Yes, this seems like a necessary assumption in a symmetric debate. Once again, this is trivially satisfied if the debaters are copies of each other. It is interesting to note that this assumption might not be sufficient because even if the debate has symmetric rules, the structure of claims might not be. (That is, there is the thing with false claims that are easier to argue for than against, or potentially with attempted human-hacks that are easier to pull off than prevent.)

"My intuition is that there will be a class of questions where debate is definitely safe, a class where it is unsafe, and a class where some questions are safe, some unsafe, and we don’t really know which are which."

Interesting. Do you have some examples of types of questions you expect to be safe or potential features of save questions?
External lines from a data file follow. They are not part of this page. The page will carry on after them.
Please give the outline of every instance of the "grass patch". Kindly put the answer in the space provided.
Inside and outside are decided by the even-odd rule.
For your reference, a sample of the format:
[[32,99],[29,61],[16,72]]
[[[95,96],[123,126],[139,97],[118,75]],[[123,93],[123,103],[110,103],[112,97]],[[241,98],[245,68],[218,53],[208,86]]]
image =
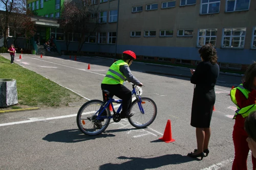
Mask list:
[[[68,103],[84,102],[79,95],[0,56],[0,79],[16,81],[18,103],[31,107],[67,106]],[[15,106],[12,106],[15,107]]]

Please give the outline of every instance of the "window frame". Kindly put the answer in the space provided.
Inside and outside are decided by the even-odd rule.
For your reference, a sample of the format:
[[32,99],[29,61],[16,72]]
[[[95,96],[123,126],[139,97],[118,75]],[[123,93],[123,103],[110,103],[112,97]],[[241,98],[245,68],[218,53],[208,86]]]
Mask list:
[[[117,12],[117,14],[116,15],[114,15],[114,11],[116,11],[116,12]],[[111,11],[113,11],[113,15],[110,15],[110,13],[111,12]],[[118,17],[118,10],[117,10],[117,9],[116,10],[110,10],[110,12],[109,12],[109,22],[110,23],[113,23],[113,22],[117,22],[117,17]],[[116,21],[114,21],[114,17],[115,16],[116,16]],[[111,17],[112,17],[112,20],[113,21],[111,21]]]
[[[101,35],[100,34],[103,34],[103,33],[105,33],[105,36],[101,36],[102,35]],[[105,42],[102,42],[102,39],[103,38],[105,38]],[[99,43],[99,44],[106,44],[106,42],[107,42],[106,38],[107,38],[107,36],[106,36],[106,32],[99,33],[98,37],[98,43]],[[100,40],[101,40],[101,42],[100,42]]]
[[[167,5],[168,5],[168,3],[169,3],[169,2],[175,2],[175,5],[174,6],[174,7],[167,7]],[[166,7],[165,8],[163,8],[163,3],[166,3]],[[175,8],[175,7],[176,6],[176,0],[174,0],[174,1],[166,1],[166,2],[163,2],[162,3],[162,6],[161,6],[161,9],[166,9],[166,8]]]
[[[234,9],[233,9],[233,10],[232,11],[227,11],[228,2],[229,1],[234,1]],[[226,0],[226,8],[225,8],[225,12],[238,12],[238,11],[248,11],[248,10],[249,10],[249,9],[250,8],[250,3],[251,3],[251,0],[249,0],[249,5],[248,6],[248,9],[246,9],[246,10],[236,10],[237,1],[238,0]]]
[[[154,31],[156,32],[156,35],[150,35],[150,32]],[[148,32],[148,35],[146,35],[146,32]],[[157,31],[156,30],[146,30],[144,31],[144,37],[155,37],[157,36]]]
[[[132,35],[132,33],[134,33],[134,35]],[[140,32],[140,35],[136,35],[136,32]],[[131,31],[130,33],[130,37],[141,37],[141,31]]]
[[[166,35],[166,31],[173,31],[173,35]],[[161,31],[164,31],[164,35],[161,35]],[[174,36],[174,30],[161,30],[159,31],[159,37],[172,37]]]
[[[111,33],[113,34],[113,33],[116,33],[116,36],[110,36],[110,33]],[[109,32],[108,33],[108,43],[110,44],[115,44],[116,43],[116,40],[117,40],[117,36],[116,36],[116,32]],[[110,43],[110,38],[111,38],[111,42],[112,41],[113,38],[116,38],[116,41],[115,43]]]
[[[220,13],[220,7],[221,7],[221,0],[217,0],[219,1],[217,2],[209,2],[209,0],[208,0],[208,3],[203,3],[203,0],[201,0],[201,4],[200,4],[200,15],[207,15],[207,14],[218,14]],[[220,5],[219,5],[219,11],[218,12],[214,12],[214,13],[209,13],[209,7],[210,6],[210,4],[216,4],[216,3],[219,3]],[[205,14],[203,14],[202,13],[202,11],[203,10],[203,5],[207,5],[207,13]]]
[[[104,15],[104,14],[105,13],[106,14],[106,16],[100,16],[101,13],[103,13],[103,15]],[[99,23],[106,23],[106,22],[107,22],[107,17],[108,17],[108,12],[107,11],[103,11],[103,12],[99,12]],[[105,17],[105,22],[100,22],[100,19],[101,18],[104,18],[104,17]]]
[[[254,38],[255,38],[255,47],[253,47],[253,41],[254,41]],[[251,41],[251,48],[253,50],[256,50],[256,26],[253,27],[252,30],[252,39]]]
[[[137,9],[138,9],[138,7],[141,7],[142,8],[142,9],[141,9],[141,11],[138,11]],[[136,8],[136,11],[133,11],[133,8]],[[143,6],[141,5],[141,6],[136,6],[136,7],[132,7],[132,12],[133,13],[135,13],[135,12],[142,12],[143,10]]]
[[211,37],[215,37],[215,44],[214,44],[214,45],[212,45],[214,46],[216,46],[216,43],[217,42],[217,34],[216,34],[216,35],[215,36],[212,36],[212,35],[209,35],[209,36],[207,36],[206,35],[206,34],[205,34],[205,35],[204,35],[204,36],[199,36],[199,34],[200,33],[200,30],[205,30],[205,33],[206,32],[207,30],[214,30],[214,29],[215,29],[216,30],[216,31],[217,31],[217,33],[218,33],[218,29],[217,28],[212,28],[212,29],[198,29],[198,36],[197,36],[197,46],[198,47],[202,47],[202,46],[200,46],[199,45],[199,38],[200,37],[203,37],[204,38],[204,45],[205,45],[205,44],[206,43],[206,38],[211,38]]
[[[230,33],[230,36],[225,36],[224,35],[224,32],[225,32],[225,29],[231,29],[231,32]],[[233,32],[233,29],[245,29],[245,33],[244,35],[243,36],[232,36],[232,33]],[[224,28],[222,30],[222,41],[221,41],[221,47],[223,48],[237,48],[237,49],[243,49],[244,48],[244,45],[245,45],[245,36],[246,35],[246,27],[234,27],[234,28]],[[232,47],[231,46],[231,43],[232,43],[232,37],[244,37],[244,45],[243,47]],[[229,40],[229,46],[223,46],[224,45],[224,38],[225,37],[230,37],[230,40]]]
[[[183,35],[179,35],[179,30],[183,30]],[[192,37],[194,36],[193,35],[184,35],[185,34],[185,30],[193,30],[193,34],[194,34],[194,29],[178,29],[177,31],[177,37]]]
[[187,5],[187,0],[184,0],[184,1],[185,1],[185,5],[181,5],[181,1],[182,1],[182,0],[180,0],[180,7],[187,6],[189,6],[189,5],[194,5],[197,4],[197,1],[196,1],[196,0],[195,0],[195,1],[196,1],[196,2],[195,2],[194,4],[188,4],[188,5]]
[[[157,4],[157,9],[152,9],[152,5],[155,5]],[[148,10],[147,9],[147,6],[150,5],[150,9]],[[152,10],[157,10],[158,9],[158,3],[154,3],[154,4],[147,4],[146,5],[146,11],[152,11]]]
Is it mostly about the downstram consquences that answers would have, or more about instrumental goals that the questions induce for debaters?
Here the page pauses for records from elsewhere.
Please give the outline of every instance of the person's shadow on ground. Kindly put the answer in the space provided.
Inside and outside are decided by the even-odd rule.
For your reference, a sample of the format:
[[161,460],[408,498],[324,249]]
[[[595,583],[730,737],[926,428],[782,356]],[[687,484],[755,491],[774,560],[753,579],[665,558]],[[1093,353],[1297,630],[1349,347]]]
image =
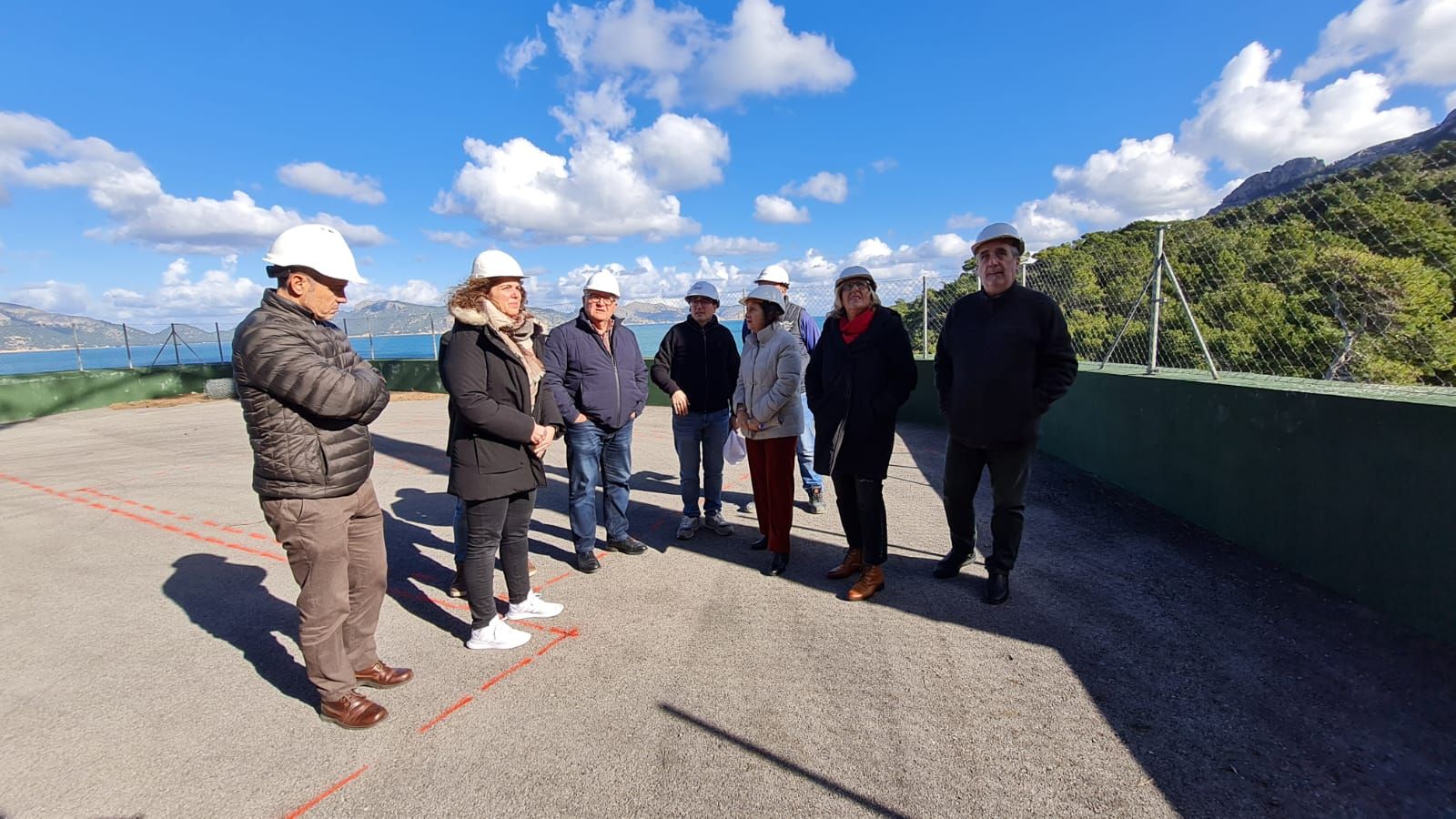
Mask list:
[[280,692],[309,707],[317,704],[309,675],[274,637],[278,632],[298,643],[298,611],[264,587],[264,568],[211,554],[183,555],[172,568],[162,593],[188,619],[242,651],[258,676]]

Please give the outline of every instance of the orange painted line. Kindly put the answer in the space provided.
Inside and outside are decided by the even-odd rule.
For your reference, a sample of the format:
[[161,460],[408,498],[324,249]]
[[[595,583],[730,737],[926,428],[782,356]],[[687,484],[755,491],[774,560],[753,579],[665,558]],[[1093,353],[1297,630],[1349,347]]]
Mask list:
[[[248,554],[255,555],[255,557],[261,557],[261,558],[266,558],[266,560],[275,560],[275,561],[280,561],[280,563],[287,563],[288,561],[288,558],[285,558],[285,557],[282,557],[282,555],[280,555],[277,552],[265,552],[265,551],[261,551],[261,549],[248,548],[248,546],[245,546],[242,544],[230,544],[227,541],[218,541],[215,538],[208,538],[208,536],[205,536],[202,533],[191,532],[188,529],[182,529],[181,526],[172,526],[170,523],[162,523],[159,520],[151,520],[150,517],[144,517],[141,514],[135,514],[135,513],[127,512],[124,509],[115,509],[115,507],[111,507],[111,506],[105,506],[105,504],[99,504],[99,503],[92,503],[89,500],[79,498],[79,497],[76,497],[76,495],[73,495],[70,493],[63,493],[60,490],[52,490],[50,487],[42,487],[39,484],[32,484],[31,481],[25,481],[22,478],[16,478],[13,475],[6,475],[4,472],[0,472],[0,481],[10,481],[12,484],[19,484],[22,487],[26,487],[26,488],[31,488],[31,490],[36,490],[36,491],[41,491],[41,493],[45,493],[45,494],[50,494],[50,495],[55,495],[55,497],[58,497],[61,500],[68,500],[71,503],[79,503],[79,504],[90,507],[90,509],[99,509],[102,512],[109,512],[109,513],[112,513],[112,514],[115,514],[118,517],[125,517],[127,520],[134,520],[137,523],[146,523],[147,526],[154,526],[157,529],[163,529],[163,530],[167,530],[167,532],[172,532],[172,533],[176,533],[176,535],[182,535],[182,536],[186,536],[186,538],[192,538],[194,541],[208,542],[208,544],[220,545],[220,546],[224,546],[224,548],[229,548],[229,549],[237,549],[240,552],[248,552]],[[147,509],[147,507],[143,506],[143,509]]]
[[438,726],[440,720],[444,720],[450,714],[454,714],[460,708],[464,708],[466,705],[470,704],[472,700],[475,700],[475,695],[473,694],[466,694],[464,697],[460,698],[459,702],[456,702],[454,705],[446,708],[444,711],[440,711],[438,714],[435,714],[435,718],[432,718],[428,723],[419,726],[419,732],[418,733],[425,733],[427,730]]
[[326,791],[320,793],[319,796],[316,796],[316,797],[310,799],[310,800],[309,800],[307,803],[304,803],[304,806],[303,806],[303,807],[296,807],[296,809],[293,809],[293,812],[291,812],[291,813],[288,813],[287,816],[284,816],[284,819],[297,819],[298,816],[303,816],[304,813],[307,813],[307,812],[313,810],[314,807],[317,807],[317,806],[319,806],[319,803],[320,803],[320,802],[323,802],[325,799],[329,799],[329,797],[331,797],[331,796],[333,796],[333,794],[335,794],[335,793],[336,793],[336,791],[338,791],[339,788],[342,788],[344,785],[347,785],[347,784],[352,783],[352,781],[354,781],[354,780],[355,780],[355,778],[357,778],[357,777],[358,777],[360,774],[363,774],[364,771],[368,771],[368,765],[364,765],[364,767],[363,767],[363,768],[360,768],[358,771],[354,771],[354,772],[352,772],[352,774],[349,774],[348,777],[344,777],[342,780],[339,780],[339,781],[333,783],[332,785],[329,785],[329,788],[328,788]]

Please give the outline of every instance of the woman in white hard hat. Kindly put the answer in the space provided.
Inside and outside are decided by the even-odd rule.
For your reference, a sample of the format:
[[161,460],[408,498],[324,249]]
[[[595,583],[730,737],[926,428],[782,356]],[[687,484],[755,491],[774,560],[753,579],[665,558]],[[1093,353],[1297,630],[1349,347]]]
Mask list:
[[798,342],[779,329],[783,293],[761,284],[744,299],[744,340],[734,389],[734,428],[748,444],[748,475],[753,479],[754,512],[763,533],[754,549],[769,549],[773,558],[764,574],[783,574],[789,567],[789,528],[794,525],[794,447],[804,431],[799,385],[804,364]]
[[[542,393],[546,328],[526,309],[524,278],[510,255],[486,251],[447,302],[456,324],[440,372],[450,393],[448,491],[466,504],[467,648],[514,648],[530,634],[507,619],[562,611],[531,590],[527,568],[526,533],[536,490],[546,485],[542,458],[563,424]],[[505,619],[495,612],[496,549],[510,593]]]
[[879,305],[875,277],[859,265],[834,280],[834,309],[824,319],[805,373],[814,412],[814,468],[834,482],[849,551],[830,580],[859,573],[846,595],[866,600],[884,589],[888,549],[884,479],[895,446],[895,415],[916,385],[910,334]]

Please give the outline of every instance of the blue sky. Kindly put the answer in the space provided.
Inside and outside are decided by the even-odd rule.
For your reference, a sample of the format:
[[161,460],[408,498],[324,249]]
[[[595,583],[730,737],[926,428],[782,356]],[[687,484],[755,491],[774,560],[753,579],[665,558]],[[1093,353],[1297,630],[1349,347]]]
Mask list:
[[319,219],[355,300],[437,303],[492,246],[542,305],[603,267],[954,274],[984,220],[1198,216],[1456,103],[1456,0],[20,6],[0,300],[137,324],[237,318]]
I haven't yet thought about this in much detail, but here is what I have:

I will assume you can avoid getting "hacked" while overseeing the debate. If you don't assume that, then it might be important whether you can differentiate between arguments that are vs aren't relevant to the question at hand. (I suppose that it is much harder to get hacked when strictly sticking to a specific subject-matter topic. And harder yet if you are, e.g., restricted to answering in math proofs, which might be sufficient for some types of questions.)

As for the features of safe questions, I think that one axis is the potential impact of the answer and an orthogonal one is the likelihood that the answer will be undesirable/misaligned/bad. My guess is that if you can avoid getting hacked, then the lower-impact-of-downstream-consequences questions are inherently safer (from the trivial reason of being less impactful). But this feels like a cheating answer, and the second axis seems more interesting.

My intuition about the "how likely are we to get an aligned answer" axis is this: There questions where I am fairly confident in our judging skills (for example, math proofs). Many of those could fall into the "definitely safe" category. Then there is the other extreme of questions where our judgement might be very fallible - things that are too vague or that play into our biases. (For example hard philosophical questions and problems whose solutions depend on answers to such questions. E.g., I wouldn't trust myself to be a good judge of "how should we decide on the future of the universe" or "what is the best place for me to go for a vacation".) I imagine these are "very likely unsafe". And as a general principle, where there are two extremes, there often will be a continuum inbetween. Maybe "what is a reasonable way of curing cancer?" could fall here? (Being probably safe, but I wouldn't bet all my money on it.)